石油メジャーは現在シェアが低く油田をあまり保有していないこと、生産増加の気配もないことが見て取れます。(実際には精製で稼ぐのでしょうが。)
Oilmajor

●第2回新エネルギー世界展示会
 10/10-12にかけて第2回展示会があります。
RE2007
こんなジャンルを扱うということのようです。

●各種の物価高騰話がテレビで話題になっています。
 小麦粉の高騰はオーストラリアの干ばつが大きな要因でしょうが、ガソリンを始め食品の価格改定の原因としては今年1月のブッシュ大統領の一般教書演説での「バイオエタノールの5倍増生産」発言がもっとも大きな要因だ、という批判がされています。
まあ、それは別に温暖化対策のつもりではなく、ピークオイル問題対策としての側面が大きかったわけですが。

●豪ABC放送の『Peak Oil?』(2006年)をNHKBS1で放送
 昨晩、AM0時10分から45分もののNHK-BS1の世界のドキュメンタリーで、オーストラリアABCが作った『Peak Oil?』という番組が放送されました。しょっぱなの数分?は見落としましたがまあ、ピークオイル論の総体を紹介する、順番なども考え抜かれた番組だったと思います。
 NHK-BS1ではこの後も7日日曜日まで今週一杯は石油関係の番組がてんこ盛りです。
 ただ、Peak Oilを石油枯渇と訳しているのだけは勘弁してよねー。無理にでも日本語にしたいというポリシーがあるのなら、石油欠乏とでもしてくださいな。

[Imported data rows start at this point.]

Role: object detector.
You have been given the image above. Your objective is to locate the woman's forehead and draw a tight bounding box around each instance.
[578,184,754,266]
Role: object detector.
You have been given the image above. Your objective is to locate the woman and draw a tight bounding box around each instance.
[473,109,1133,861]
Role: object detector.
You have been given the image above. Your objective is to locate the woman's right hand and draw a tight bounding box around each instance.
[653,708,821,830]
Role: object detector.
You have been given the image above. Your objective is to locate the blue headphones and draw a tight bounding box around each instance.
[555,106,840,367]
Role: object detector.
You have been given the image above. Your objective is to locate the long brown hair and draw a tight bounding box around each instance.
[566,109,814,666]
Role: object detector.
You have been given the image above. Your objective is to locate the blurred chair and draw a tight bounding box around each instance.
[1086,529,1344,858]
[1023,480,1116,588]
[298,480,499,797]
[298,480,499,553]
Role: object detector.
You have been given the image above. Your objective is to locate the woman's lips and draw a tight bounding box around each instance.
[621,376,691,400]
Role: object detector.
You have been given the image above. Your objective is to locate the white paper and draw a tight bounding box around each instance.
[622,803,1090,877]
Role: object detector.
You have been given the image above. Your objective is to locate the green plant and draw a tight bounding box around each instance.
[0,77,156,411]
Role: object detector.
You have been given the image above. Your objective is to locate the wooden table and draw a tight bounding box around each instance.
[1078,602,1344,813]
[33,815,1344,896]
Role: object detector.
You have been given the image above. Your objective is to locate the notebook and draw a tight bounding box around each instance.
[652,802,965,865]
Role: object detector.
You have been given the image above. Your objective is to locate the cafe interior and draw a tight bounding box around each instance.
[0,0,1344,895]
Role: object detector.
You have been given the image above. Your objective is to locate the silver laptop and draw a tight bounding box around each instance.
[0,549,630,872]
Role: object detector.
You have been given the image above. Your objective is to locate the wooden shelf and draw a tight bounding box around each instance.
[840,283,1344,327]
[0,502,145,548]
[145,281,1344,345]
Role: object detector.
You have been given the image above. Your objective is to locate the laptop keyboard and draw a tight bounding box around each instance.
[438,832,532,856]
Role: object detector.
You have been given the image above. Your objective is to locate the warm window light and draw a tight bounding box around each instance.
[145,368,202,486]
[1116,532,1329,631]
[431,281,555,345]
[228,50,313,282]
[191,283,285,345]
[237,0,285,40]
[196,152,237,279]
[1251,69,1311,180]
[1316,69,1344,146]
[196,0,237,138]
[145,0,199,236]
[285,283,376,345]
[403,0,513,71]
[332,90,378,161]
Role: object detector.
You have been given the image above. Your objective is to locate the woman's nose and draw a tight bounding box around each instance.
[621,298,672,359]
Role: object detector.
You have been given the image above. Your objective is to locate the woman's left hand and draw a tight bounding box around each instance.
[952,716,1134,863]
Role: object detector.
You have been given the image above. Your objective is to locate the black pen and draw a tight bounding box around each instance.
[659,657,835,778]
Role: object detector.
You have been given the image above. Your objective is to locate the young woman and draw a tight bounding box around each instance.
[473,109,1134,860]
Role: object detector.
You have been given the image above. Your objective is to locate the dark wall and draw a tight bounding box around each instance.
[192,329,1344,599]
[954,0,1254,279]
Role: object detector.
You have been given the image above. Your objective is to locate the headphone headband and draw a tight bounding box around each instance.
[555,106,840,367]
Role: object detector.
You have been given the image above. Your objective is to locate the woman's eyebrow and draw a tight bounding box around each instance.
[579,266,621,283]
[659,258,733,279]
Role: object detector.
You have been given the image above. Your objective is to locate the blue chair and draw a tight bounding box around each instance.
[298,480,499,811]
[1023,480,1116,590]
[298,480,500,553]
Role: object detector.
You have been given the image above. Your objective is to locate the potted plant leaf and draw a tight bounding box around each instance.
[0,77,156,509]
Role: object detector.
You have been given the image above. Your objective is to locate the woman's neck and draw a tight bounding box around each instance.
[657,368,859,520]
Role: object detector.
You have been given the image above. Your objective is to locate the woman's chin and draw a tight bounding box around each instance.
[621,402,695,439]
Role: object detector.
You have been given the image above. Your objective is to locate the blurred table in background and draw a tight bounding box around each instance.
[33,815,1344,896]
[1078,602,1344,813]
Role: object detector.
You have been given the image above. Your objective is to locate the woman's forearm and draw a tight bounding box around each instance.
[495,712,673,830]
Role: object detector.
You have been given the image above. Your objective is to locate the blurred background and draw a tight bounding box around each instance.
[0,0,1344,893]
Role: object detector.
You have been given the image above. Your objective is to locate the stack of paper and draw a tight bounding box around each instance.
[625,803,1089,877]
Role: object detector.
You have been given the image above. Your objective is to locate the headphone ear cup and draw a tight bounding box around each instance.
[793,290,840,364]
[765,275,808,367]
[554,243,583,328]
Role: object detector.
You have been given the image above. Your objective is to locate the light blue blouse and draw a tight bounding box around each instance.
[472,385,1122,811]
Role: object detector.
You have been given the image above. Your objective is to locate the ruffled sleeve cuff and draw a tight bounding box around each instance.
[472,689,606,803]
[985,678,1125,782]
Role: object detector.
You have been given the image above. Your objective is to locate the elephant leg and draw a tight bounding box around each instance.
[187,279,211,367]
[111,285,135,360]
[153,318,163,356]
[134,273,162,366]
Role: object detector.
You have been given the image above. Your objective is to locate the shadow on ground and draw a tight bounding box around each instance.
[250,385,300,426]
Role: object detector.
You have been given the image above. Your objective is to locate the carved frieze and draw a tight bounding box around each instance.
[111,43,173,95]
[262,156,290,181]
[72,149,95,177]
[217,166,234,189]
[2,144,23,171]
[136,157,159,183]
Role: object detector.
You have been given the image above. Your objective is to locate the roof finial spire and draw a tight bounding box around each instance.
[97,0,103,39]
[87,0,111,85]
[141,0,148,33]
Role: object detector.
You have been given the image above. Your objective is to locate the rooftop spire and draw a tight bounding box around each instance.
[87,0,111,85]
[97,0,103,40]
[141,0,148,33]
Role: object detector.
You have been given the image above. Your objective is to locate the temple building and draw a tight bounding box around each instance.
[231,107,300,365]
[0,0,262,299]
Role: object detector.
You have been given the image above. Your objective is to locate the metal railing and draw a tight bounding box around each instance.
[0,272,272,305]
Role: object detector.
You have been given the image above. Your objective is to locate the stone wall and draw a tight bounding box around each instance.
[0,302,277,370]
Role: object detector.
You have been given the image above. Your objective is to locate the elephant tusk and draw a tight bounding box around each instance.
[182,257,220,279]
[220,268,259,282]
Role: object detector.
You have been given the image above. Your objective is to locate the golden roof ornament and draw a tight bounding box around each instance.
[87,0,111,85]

●ノルウェーのスタットオイル社長、非OPEC諸国の2011-12年石油ピークを予測
ASPOニュースレターNo.81より
 7月30日にHelge Lund氏はノルウェーテレビで語った。
”Lund stated: The oil production outside OPEC can reach its peak in 2011-2012. Analysts are surprised. Lund also expressed that the Norwegian Statoil fields can hold the production level until 2015. He continued: IEA’s talk of a top in oil production in 2011-2012 is Peak Oil for conventional oil outside OPEC. Our (Statoil’s) view is relatively similar to IEA’s view. The fact that Helge Lund used the concept of Peak Oil is being noticed here as remarkable. It is considered a novelty that a CEO from an oil company here should start talking of Peak Oil. One financial analyst commented : The reason they do not normally talk of Peak Oil is that the consequence for them is that they have to start doing something new. ”

 確かに石油会社トップとしては会社で何をやればよいか、方針を立てるのに困るでしょうね。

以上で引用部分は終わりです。